The consensus among the many experienced gardeners at GardenWeb is that ordinary 40-watt fluorescent bulbs, in standard "shoplight" type fixtures (inexpensive and widely available at home-improvement and general retail stores) are adequate for the home gardener starting seeds indoors.
Lights marketed as "growlights" or "plantlights" ,etc.,produce more red and blue light than regular fluorescents,but are often very expensive,sometimes downright exorbitant.
Many gardeners recommend using one "warm"(usually sold as "kitchen and bath" or "soft" lights,and having more of the red and/or blue wavelengths) and one "cool"(regular) bulb in each fixture to provide a "fuller spectrum" of light. An explanation of how plants use light may be useful here.
Light,whether from the sun or artificial sources,consists of varying wavelengths of radiant energy. In their normal state our eyes perceive these wavelengths together as "white light". Everyone is familiar with the spectrum of colors made visible when white light is refracted by water droplets to produce a rainbow.
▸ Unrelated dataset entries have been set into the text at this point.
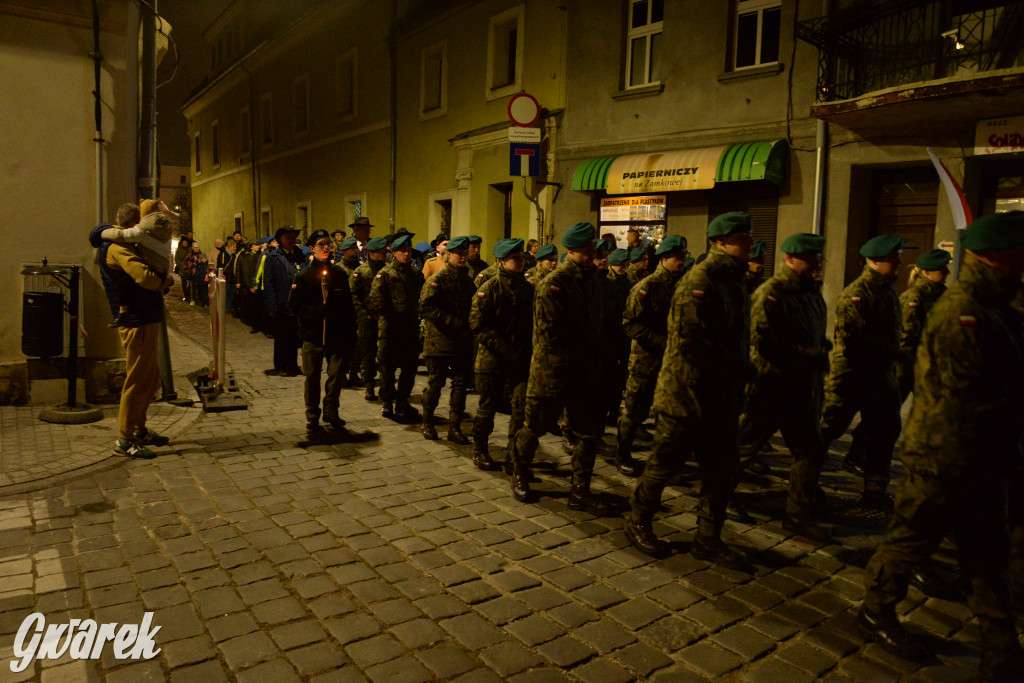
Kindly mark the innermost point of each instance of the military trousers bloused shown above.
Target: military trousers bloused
(440, 368)
(768, 412)
(973, 506)
(492, 389)
(712, 438)
(141, 377)
(878, 400)
(312, 365)
(399, 358)
(584, 421)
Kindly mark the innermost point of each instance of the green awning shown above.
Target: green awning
(592, 174)
(743, 161)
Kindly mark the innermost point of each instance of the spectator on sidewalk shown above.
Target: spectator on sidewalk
(135, 287)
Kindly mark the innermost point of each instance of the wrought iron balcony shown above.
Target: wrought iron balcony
(900, 42)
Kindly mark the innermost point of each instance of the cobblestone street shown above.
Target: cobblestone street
(265, 557)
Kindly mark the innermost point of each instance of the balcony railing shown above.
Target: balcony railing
(900, 42)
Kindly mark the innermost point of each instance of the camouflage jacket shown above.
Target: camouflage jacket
(915, 303)
(476, 266)
(394, 296)
(788, 344)
(866, 330)
(444, 303)
(645, 321)
(707, 355)
(484, 275)
(361, 282)
(502, 318)
(969, 380)
(566, 332)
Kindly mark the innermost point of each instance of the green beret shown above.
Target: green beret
(729, 223)
(619, 257)
(934, 259)
(671, 244)
(509, 247)
(461, 242)
(995, 231)
(759, 249)
(882, 246)
(803, 243)
(580, 235)
(547, 251)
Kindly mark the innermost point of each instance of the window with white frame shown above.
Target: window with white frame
(215, 144)
(433, 80)
(197, 139)
(643, 43)
(245, 132)
(505, 43)
(756, 33)
(266, 119)
(346, 80)
(300, 104)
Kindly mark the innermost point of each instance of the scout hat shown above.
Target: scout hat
(509, 247)
(671, 244)
(882, 246)
(547, 251)
(729, 223)
(579, 236)
(803, 243)
(619, 257)
(933, 260)
(995, 231)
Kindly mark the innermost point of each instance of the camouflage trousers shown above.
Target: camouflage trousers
(636, 407)
(974, 507)
(713, 440)
(491, 387)
(439, 369)
(879, 404)
(542, 413)
(312, 356)
(768, 413)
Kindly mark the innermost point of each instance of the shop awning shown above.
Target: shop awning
(683, 169)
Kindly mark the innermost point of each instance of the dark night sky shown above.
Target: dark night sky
(188, 18)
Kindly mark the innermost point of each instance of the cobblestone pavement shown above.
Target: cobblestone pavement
(264, 557)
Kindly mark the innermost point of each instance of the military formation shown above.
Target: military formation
(724, 358)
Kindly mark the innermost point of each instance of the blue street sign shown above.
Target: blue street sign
(524, 159)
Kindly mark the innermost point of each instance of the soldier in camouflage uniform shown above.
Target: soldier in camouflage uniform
(368, 333)
(790, 352)
(645, 322)
(566, 340)
(547, 261)
(699, 392)
(502, 318)
(448, 341)
(395, 298)
(862, 372)
(961, 449)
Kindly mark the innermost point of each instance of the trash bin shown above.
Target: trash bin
(42, 324)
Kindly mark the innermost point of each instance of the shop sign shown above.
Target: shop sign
(999, 135)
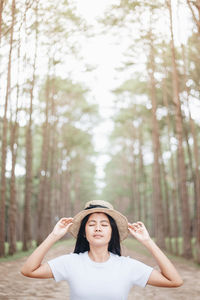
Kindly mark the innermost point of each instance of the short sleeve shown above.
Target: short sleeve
(60, 267)
(139, 272)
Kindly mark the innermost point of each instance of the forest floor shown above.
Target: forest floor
(14, 286)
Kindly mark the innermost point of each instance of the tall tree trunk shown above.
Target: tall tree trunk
(157, 194)
(1, 12)
(143, 180)
(44, 169)
(195, 4)
(174, 184)
(4, 141)
(196, 168)
(27, 236)
(13, 145)
(187, 250)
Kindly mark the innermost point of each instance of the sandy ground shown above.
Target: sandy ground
(14, 286)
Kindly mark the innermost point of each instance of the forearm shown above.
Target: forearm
(35, 259)
(166, 267)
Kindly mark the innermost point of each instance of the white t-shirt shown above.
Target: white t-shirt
(90, 280)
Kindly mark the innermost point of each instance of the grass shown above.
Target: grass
(19, 254)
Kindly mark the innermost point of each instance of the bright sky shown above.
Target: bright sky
(102, 52)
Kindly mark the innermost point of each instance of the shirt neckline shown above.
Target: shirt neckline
(98, 263)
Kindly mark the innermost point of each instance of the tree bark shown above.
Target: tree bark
(186, 224)
(157, 194)
(27, 235)
(4, 140)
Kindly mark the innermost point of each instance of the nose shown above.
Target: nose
(98, 227)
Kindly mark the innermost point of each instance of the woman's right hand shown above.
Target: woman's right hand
(61, 227)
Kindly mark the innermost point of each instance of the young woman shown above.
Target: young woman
(96, 270)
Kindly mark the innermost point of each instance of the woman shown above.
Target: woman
(96, 270)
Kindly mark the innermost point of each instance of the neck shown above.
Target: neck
(99, 254)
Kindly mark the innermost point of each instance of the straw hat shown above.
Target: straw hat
(121, 220)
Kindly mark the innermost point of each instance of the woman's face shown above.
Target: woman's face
(98, 229)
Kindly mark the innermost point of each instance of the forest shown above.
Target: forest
(48, 116)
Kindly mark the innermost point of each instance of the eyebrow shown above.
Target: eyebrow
(100, 221)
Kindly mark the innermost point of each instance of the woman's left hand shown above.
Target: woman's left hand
(139, 231)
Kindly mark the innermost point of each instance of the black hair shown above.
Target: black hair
(82, 244)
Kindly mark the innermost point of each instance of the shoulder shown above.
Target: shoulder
(128, 262)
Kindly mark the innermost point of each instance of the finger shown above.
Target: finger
(140, 223)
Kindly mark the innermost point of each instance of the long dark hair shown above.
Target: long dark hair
(82, 244)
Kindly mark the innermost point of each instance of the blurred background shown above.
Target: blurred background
(100, 100)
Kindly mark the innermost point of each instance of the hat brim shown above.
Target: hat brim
(121, 221)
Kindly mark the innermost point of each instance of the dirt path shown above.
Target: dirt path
(14, 286)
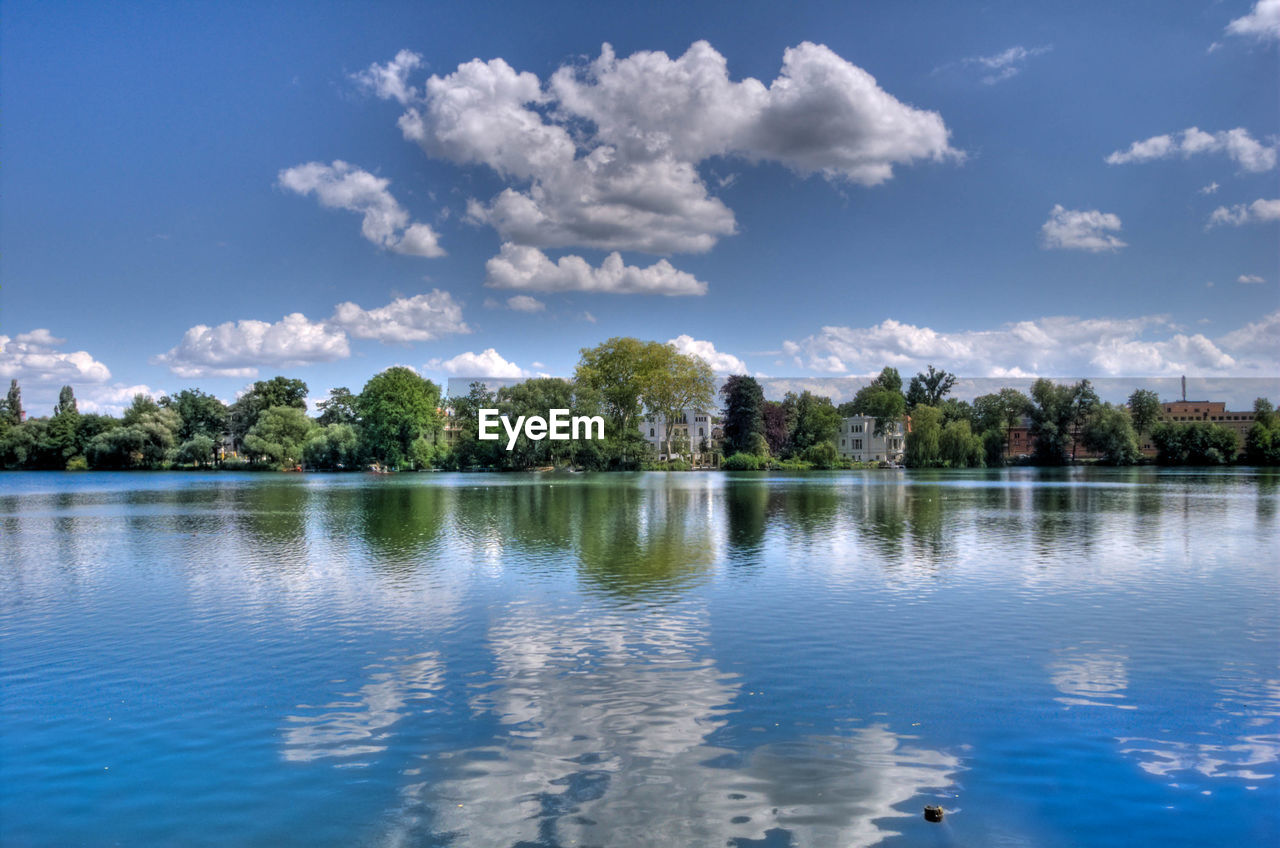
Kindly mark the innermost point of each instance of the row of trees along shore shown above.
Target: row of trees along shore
(398, 422)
Plants mainly use the red and blue wavelengths of light. Red is utilized in photosynthesis(how the plant produces it's food), blue influences the hormone systems that control growth.
It would seem that extra red and blue wavelengths in a light source would be beneficial, but in practice,at least in growing seedlings, intensity of light seems to be more important than spectrum. The much-higher cost of special "growlights" does not necessarily produce better seedlings!
The combination of a warm and cool bulb makes sense,but if cost is a factor(warm bulbs cost up to 3 times as much as regular tubes), standard fluorescents will work just fine.